Another of the interesting changes in mammals during Tertiary time was in the teeth, which were gradually modified with other parts of the structure. The primitive form of tooth was clearly a cone, and all others are derived from this. All classes of Vertebrates below mammals, namely, fishes, amphibians, reptiles, and birds, have conical teeth, if any, or some simple modification of this form. The Edentates and Cetaceans with teeth retain this type, except the zeuglodonts, which approach the dentition of aquatic Carnivores. In the higher mammals, the incisors and canines retain the conical shape, and the premolars have only in part been transformed. The latter gradually change to the more complicated molar pattern, and hence are not reduced molars, but transition forms from the cone to more complex types. Most of the early Tertiary mammals had forty-four teeth, and in the oldest forms the premolars were all unlike the molars, while the crowns were short, covered with enamel, and without cement. Each stage of progress in the differentiation of the animal was, as a rule, marked by a change in the teeth; one of the most common being the transfer, in form at least, of a premolar to the molar series, and a gradual lengthening of the crown. Hence, it is often easy to decide from a fragment of a jaw to what horizon of the Tertiary it belongs. The fossil horses of this period, for example, gained a grinding-tooth for each toe they lost, one in each epoch. In the single-toed existing horses, all the premolars are like the molars, and the process is at an end. Other dental transformations are of equal interest, but this illustration must suffice.

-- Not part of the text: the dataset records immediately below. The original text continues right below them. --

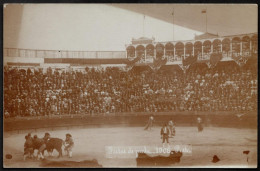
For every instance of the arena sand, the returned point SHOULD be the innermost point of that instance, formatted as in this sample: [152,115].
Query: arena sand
[227,143]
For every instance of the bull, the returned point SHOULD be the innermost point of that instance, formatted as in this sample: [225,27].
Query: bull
[145,160]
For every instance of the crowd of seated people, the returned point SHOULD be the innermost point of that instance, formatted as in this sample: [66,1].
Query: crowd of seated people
[109,91]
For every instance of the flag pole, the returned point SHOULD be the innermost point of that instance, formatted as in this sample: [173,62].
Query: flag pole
[143,25]
[206,20]
[173,24]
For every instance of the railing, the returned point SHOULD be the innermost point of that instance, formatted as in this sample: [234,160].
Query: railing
[29,53]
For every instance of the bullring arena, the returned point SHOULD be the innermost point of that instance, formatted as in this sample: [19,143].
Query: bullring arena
[228,143]
[107,108]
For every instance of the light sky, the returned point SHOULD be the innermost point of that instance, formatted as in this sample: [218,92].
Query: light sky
[88,27]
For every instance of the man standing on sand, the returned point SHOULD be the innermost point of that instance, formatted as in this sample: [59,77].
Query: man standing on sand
[200,126]
[171,127]
[165,134]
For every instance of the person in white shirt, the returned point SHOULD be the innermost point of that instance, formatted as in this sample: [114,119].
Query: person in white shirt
[200,127]
[150,123]
[165,134]
[171,127]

The changes in the limbs and feet of mammals during the same period were quite as marked. The foot of the primitive mammal was, doubtless, plantigrade, and certainly five-toed. Many of the early Tertiary forms show this feature, which is still seen in some existing forms. This generalized foot became modified by a gradual loss of the outer toes, and increase in size of the central ones, the reduction proceeding according to systematic methods, differing in each group. Corresponding changes took place in the limb-bones. One result was a great increase in speed, as the power was applied so as to act only in the plane of motion. The best effect of this specialization is seen to-day in the horse and antelope, each representing a distinct group of Ungulates, with five-toed ancestors.

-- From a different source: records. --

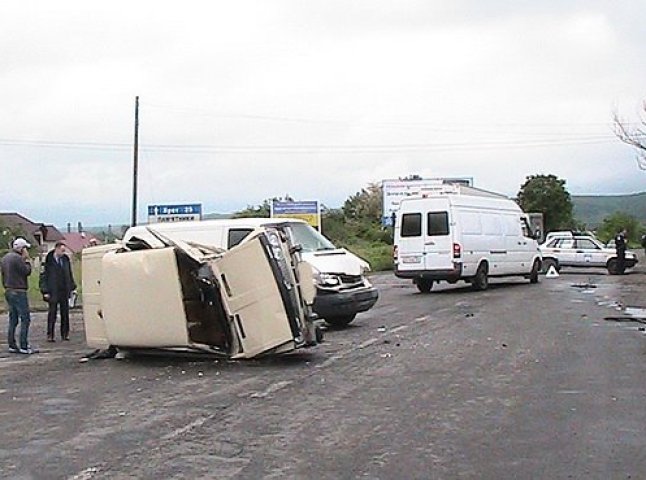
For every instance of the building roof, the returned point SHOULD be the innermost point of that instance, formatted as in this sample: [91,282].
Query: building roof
[76,242]
[52,234]
[24,226]
[35,232]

If the history of American mammals, as I have briefly sketched it, seems, as a whole, incomplete and unsatisfactory, we must remember that the genealogical tree of this class has its trunk and larger limbs concealed beneath the débris of Mesozoic time, while its roots doubtless strike so deeply into the Paleozoic that for the present they are lost. A decade or two hence we shall probably know something of the mammalian fauna of the Cretaceous, and the earlier lineage of our existing mammals can then be traced with more certainty.